Humour finds its way into the exhibition in Zhou Xiaohu’s three “camp” videos. Bring your own headphones to plug-in or borrow a sanitized pair from the bookstore to watch them in full. They’re hilarious. In Crazy English Camp (2010), a real-life Crazy English teacher, dressed in a suit and tie, stands on a platform and leads a large crowd in red collared shirts into shouting random phrases in English with conviction. They copy hand gestures that mimic the sound of each syllable—”EEEEEE, EEEEEE, EEEEEE, TEEEEEAM”—and practise perfecting tongue positions to produce sounds—”TH, TH, TH”. Behind the teacher we see the phrases “I’m so proud of this team. This team is crazy. This team is strong. This team is passionate.” Overhead is a red banner with Chinese characters and an English translation underneath that reads “Help 300 million chinese speak good english. Make the voice of china heard throughout the world.” The video, a staged performance for 2010’s No Soul For Sale—Festival of Independents at Tate Modern’s Turbine Hall, explores Crazy English. A method created for Chinese audiences by Li Yang, shouting equates learning. Crazy English peaked in popularity leading up to the 2008 Beijing Olympics. Volunteers underwent Crazy English training camps as China prepared to welcome the world. The performance, set in an English-speaking country with a largely white, presumably English-speaking crowd, is then totally bizarre, revealing more about crowd mentality than learning English.
Upside-down Amway actors and globalization
Concentration Training Camp, a 19-minute video from 2010, follows a fictional group of Amway employees during their training at the American company. The video is divided into a series of training activities and team games—No. 3 Fortune Forum, No. 4 Shared in Tear, No. 5, Devise Strategems Together. The employees, dressed in jeans, black turtlenecks, or white shirts, move about awkwardly, stiff-necked with hair sticking up. They float in slow motion and freeze in place. They’re led to recite motivational phrases reminiscent of communist propaganda, directed to clap in unison, or told to perform other team drills. The actors, in fact, hang from a concealed suspension system and are then filmed upside-down to appear upright. China is currently Amway’s largest market, accounting for one-third of its global revenue, which in 2019 was US$8.4 billion. Earlier this year, as factories closed across China to slow the spread of COVID-19, Amway was granted special permission to reopen in order to meet the country’s demands for its health supplements. Training and sales continued virtually.

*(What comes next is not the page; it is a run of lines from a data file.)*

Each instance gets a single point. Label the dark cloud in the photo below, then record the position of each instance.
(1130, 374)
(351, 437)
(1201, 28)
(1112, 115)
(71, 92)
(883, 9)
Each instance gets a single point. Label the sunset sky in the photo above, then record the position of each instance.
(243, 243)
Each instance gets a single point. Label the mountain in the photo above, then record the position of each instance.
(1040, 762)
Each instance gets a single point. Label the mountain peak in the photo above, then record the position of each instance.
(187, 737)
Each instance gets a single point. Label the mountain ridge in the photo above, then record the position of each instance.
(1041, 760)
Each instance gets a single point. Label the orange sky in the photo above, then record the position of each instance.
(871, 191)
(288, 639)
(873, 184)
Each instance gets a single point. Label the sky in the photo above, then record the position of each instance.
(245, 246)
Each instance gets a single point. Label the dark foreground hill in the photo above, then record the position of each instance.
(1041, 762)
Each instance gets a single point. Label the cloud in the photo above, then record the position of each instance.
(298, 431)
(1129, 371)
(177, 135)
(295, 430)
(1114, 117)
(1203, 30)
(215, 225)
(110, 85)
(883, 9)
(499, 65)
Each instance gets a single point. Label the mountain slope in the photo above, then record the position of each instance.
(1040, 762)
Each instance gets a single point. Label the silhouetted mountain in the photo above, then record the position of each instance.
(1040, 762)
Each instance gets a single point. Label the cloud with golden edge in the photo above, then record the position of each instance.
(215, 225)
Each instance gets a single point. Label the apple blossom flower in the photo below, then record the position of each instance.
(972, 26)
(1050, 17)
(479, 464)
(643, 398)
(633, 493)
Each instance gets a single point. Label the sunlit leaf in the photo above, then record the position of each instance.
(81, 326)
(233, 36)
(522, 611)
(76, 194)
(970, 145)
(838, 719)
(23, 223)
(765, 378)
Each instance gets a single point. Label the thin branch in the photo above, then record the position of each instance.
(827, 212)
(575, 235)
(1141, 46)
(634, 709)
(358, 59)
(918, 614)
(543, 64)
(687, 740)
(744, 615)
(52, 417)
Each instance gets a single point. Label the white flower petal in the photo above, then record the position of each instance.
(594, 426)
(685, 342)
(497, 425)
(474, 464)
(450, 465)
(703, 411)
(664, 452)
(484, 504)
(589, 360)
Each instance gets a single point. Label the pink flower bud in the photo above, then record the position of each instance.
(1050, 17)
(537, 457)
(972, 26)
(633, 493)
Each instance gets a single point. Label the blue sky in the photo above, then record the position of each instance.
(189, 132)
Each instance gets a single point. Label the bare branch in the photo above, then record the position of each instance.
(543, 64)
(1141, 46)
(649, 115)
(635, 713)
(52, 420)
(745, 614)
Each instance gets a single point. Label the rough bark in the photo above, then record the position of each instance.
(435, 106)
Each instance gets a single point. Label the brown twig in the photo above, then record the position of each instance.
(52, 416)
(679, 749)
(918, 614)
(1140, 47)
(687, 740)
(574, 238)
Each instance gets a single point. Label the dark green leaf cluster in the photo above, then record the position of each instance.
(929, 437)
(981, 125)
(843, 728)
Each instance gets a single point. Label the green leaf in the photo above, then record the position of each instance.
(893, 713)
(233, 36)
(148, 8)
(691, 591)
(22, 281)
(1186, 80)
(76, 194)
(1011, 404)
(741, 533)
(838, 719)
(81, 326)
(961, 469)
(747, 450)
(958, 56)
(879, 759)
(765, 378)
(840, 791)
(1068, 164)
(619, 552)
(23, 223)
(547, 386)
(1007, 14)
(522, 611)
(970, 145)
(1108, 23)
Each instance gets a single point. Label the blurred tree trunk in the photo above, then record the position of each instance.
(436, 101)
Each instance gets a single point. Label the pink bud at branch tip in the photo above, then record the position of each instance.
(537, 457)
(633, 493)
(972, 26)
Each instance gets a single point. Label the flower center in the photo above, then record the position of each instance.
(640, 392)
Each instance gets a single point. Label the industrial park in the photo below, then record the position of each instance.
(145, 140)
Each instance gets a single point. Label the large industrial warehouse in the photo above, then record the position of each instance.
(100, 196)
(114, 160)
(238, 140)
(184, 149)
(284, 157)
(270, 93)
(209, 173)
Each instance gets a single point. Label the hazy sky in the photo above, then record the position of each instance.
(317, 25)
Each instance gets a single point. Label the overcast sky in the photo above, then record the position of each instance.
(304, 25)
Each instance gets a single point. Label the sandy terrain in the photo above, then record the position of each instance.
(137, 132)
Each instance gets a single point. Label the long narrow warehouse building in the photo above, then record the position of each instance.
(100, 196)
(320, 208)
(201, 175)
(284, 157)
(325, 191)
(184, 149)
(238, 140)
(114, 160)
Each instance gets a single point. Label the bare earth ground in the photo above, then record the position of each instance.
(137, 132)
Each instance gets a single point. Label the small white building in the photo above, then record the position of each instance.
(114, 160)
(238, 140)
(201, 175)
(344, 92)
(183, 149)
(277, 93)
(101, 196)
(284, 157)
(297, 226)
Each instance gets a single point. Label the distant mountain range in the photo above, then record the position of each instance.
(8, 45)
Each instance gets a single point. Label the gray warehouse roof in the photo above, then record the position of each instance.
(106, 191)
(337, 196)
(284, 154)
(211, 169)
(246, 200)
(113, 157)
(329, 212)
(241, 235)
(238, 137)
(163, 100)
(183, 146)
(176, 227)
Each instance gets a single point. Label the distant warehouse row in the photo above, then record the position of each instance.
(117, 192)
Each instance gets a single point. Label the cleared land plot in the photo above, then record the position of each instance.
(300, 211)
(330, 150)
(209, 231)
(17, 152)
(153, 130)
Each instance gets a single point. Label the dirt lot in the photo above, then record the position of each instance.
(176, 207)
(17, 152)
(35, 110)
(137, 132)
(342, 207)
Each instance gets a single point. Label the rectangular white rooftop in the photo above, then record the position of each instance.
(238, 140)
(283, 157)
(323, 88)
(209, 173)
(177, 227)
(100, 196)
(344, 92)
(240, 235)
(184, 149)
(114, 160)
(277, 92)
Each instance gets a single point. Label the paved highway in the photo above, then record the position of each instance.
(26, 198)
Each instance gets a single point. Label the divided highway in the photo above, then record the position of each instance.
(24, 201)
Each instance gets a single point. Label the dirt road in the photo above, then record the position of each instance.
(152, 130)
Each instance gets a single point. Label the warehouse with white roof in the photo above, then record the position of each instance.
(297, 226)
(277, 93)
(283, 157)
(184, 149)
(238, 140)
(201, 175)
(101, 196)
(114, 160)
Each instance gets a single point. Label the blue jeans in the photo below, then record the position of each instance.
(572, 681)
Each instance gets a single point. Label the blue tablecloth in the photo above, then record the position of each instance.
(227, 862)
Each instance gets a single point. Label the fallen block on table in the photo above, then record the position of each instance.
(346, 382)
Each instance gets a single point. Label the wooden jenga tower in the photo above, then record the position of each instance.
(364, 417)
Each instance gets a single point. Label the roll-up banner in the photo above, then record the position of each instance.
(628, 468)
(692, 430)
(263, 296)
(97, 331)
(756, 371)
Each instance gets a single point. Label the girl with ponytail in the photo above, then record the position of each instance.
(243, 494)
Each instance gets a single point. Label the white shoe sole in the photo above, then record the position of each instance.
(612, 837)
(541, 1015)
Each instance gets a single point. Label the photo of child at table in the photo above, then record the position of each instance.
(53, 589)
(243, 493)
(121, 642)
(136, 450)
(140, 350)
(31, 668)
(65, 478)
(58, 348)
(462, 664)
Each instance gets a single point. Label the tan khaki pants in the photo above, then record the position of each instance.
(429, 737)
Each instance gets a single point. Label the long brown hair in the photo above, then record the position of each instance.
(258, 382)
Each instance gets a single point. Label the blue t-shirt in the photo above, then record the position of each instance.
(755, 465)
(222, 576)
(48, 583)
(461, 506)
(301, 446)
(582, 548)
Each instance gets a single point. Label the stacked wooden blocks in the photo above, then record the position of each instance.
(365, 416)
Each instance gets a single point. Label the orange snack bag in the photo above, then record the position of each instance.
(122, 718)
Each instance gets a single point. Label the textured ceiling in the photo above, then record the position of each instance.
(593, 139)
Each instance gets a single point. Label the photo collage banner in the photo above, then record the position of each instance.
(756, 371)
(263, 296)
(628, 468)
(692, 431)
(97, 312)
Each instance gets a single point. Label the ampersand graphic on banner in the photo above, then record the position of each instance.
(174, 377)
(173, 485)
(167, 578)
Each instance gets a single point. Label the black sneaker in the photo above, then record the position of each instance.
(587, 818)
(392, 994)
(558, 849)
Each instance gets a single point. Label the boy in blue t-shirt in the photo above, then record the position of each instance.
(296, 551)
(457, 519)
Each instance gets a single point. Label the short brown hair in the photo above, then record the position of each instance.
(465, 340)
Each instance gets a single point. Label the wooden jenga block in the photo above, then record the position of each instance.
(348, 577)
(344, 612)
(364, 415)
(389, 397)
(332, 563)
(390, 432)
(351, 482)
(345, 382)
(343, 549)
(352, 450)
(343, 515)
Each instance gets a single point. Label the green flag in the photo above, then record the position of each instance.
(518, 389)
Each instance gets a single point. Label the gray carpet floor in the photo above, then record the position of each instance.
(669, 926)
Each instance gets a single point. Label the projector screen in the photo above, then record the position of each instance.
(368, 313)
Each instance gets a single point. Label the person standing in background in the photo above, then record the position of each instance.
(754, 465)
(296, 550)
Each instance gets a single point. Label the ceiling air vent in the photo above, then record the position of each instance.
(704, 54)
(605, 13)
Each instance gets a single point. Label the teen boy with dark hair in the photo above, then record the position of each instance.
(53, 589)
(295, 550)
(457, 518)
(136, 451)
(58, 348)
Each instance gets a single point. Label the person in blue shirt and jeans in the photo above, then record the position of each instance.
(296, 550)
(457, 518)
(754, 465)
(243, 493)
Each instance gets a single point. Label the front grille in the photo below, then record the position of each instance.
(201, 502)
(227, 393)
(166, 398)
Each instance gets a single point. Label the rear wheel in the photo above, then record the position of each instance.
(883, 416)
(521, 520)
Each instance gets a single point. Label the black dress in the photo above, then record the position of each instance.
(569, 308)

While the exhibition investigates artistic response to rapid globalisation in Asia in the mid-2000s, many of its themes and the issues have new relevance in light of the global pandemic. We can’t help but add new ways of reading the works as the world’s eyes have once again shifted to China. We can add a new dichotomy here: before the pandemic and after the pandemic. Third Realm is well worth a visit.